The mission, officially known as STS-130, and its conclusion were virtually flawless, NASA officials said. "The landing today went as smooth as you could hope for—by the numbers," said shuttle launch integration manager Mike Moses, in a statement.
"It was an outstanding mission—I can't be happier with the success we had and look forward to repeating that on our next mission," said Moses.
The shuttle crew was busy during its time in space, which began Feb 8.
Crewmembers conducted a live Q&A session with President Obama last week, during which Obama asked them what it would take to get humans to Mars.
They also performed an overnight spacewalk to open the new cupola observatory on the International Space Station. The astronauts exited the shuttle Endeavour late Tuesday to begin the 5-hour, 48 minute jaunt, and returned at 3:03 a.m. EST Wednesday.
Outside Endeavour, astronauts Robert Behnken and Nicholas Patrick removed insulation blankets from the cupola, a robotic control station that offers 360-degree, space-front views through seven windows.
Endeavour pilot Terry Virts then opened the windows one at a time while mission specialist Kathryn Hire congratulated the crew for "raising the curtain on a bay window to the world."
Also during the spacewalk, Behnken opened an ammonia loop that's designed to let coolant flow through the space station's new Tranquility module, which houses the cupola, and Patrick connected heater and data cables.

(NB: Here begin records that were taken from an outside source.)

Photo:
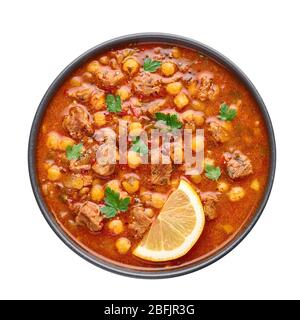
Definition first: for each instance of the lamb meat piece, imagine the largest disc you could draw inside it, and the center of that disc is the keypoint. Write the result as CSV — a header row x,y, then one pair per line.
x,y
210,200
147,84
219,130
153,106
109,77
78,122
161,174
88,214
140,222
103,166
238,164
207,89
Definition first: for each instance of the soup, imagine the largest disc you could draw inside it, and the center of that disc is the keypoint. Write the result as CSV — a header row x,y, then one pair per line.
x,y
152,215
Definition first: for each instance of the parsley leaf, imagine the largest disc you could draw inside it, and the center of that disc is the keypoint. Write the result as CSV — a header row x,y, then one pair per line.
x,y
211,172
113,203
139,146
171,120
109,212
151,65
227,113
113,103
74,152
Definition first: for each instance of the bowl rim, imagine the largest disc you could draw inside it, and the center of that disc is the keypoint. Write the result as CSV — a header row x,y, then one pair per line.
x,y
150,37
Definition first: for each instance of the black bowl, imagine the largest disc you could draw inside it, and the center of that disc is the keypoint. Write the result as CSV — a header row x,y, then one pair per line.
x,y
108,45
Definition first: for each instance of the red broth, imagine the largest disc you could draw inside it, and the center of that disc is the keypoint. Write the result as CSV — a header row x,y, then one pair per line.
x,y
205,85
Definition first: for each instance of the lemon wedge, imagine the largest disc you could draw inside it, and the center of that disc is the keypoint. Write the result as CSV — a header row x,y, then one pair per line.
x,y
177,227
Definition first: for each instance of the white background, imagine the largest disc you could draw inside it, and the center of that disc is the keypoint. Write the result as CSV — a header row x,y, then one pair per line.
x,y
39,38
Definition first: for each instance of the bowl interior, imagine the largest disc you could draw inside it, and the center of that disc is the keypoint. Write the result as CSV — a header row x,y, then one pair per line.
x,y
103,262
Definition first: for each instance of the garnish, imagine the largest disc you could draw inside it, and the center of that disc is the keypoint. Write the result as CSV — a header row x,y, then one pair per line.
x,y
113,103
212,172
113,203
227,113
74,152
171,120
139,146
151,65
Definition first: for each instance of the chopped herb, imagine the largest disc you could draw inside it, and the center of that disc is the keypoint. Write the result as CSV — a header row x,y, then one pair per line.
x,y
74,152
171,120
113,103
113,203
139,146
151,65
227,113
212,172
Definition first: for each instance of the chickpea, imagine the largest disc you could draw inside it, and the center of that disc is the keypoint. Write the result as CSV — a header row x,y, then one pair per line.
x,y
93,67
177,155
124,93
175,183
135,128
53,140
176,53
131,185
198,119
84,191
87,76
116,226
174,88
149,213
222,186
97,193
99,119
134,159
188,115
196,178
191,126
104,60
181,100
197,143
255,185
73,182
157,200
98,101
76,82
96,181
114,185
123,245
168,68
54,173
209,161
131,66
65,142
193,88
198,105
236,194
48,164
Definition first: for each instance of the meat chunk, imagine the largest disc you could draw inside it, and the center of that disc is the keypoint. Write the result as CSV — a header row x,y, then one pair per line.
x,y
161,174
140,222
220,130
238,164
110,77
88,214
88,93
207,90
147,84
153,106
104,166
210,200
78,122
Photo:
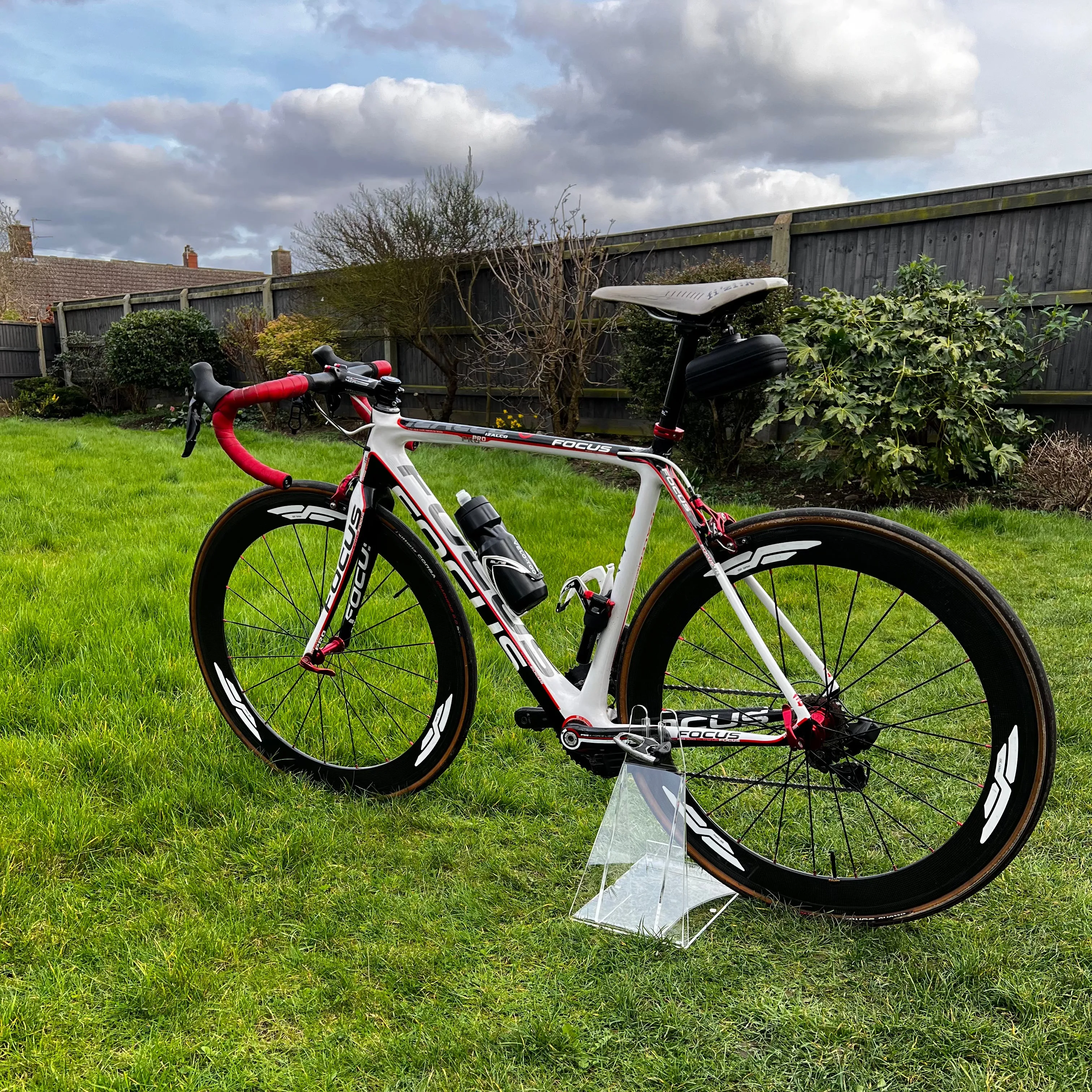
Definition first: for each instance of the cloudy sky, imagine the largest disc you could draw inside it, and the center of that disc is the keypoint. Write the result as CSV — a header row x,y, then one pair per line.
x,y
129,128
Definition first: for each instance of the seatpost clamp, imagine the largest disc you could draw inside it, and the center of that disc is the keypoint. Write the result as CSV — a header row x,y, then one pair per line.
x,y
667,434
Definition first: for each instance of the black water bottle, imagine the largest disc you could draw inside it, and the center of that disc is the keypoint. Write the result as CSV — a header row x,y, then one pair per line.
x,y
510,567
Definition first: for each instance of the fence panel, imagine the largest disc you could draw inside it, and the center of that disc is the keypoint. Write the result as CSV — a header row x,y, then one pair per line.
x,y
26,349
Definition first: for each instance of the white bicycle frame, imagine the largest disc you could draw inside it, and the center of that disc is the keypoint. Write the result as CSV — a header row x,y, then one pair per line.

STS-130 saw the astronauts perform three spacewalks in total to conduct maintenance and repair operations on the ISS.
Endeavour carried a six-member crew, including pilot Virts, commander George Zamka, and mission specialists Behnken, Hire, Patrick, and Steve Robinson.
STS-130 is Endeavour's 24th flight and the 130th for the space shuttle program overall. NASA is cancelling the program at the end of this year, and there are only four remaining missions scheduled through the remainder of 2010.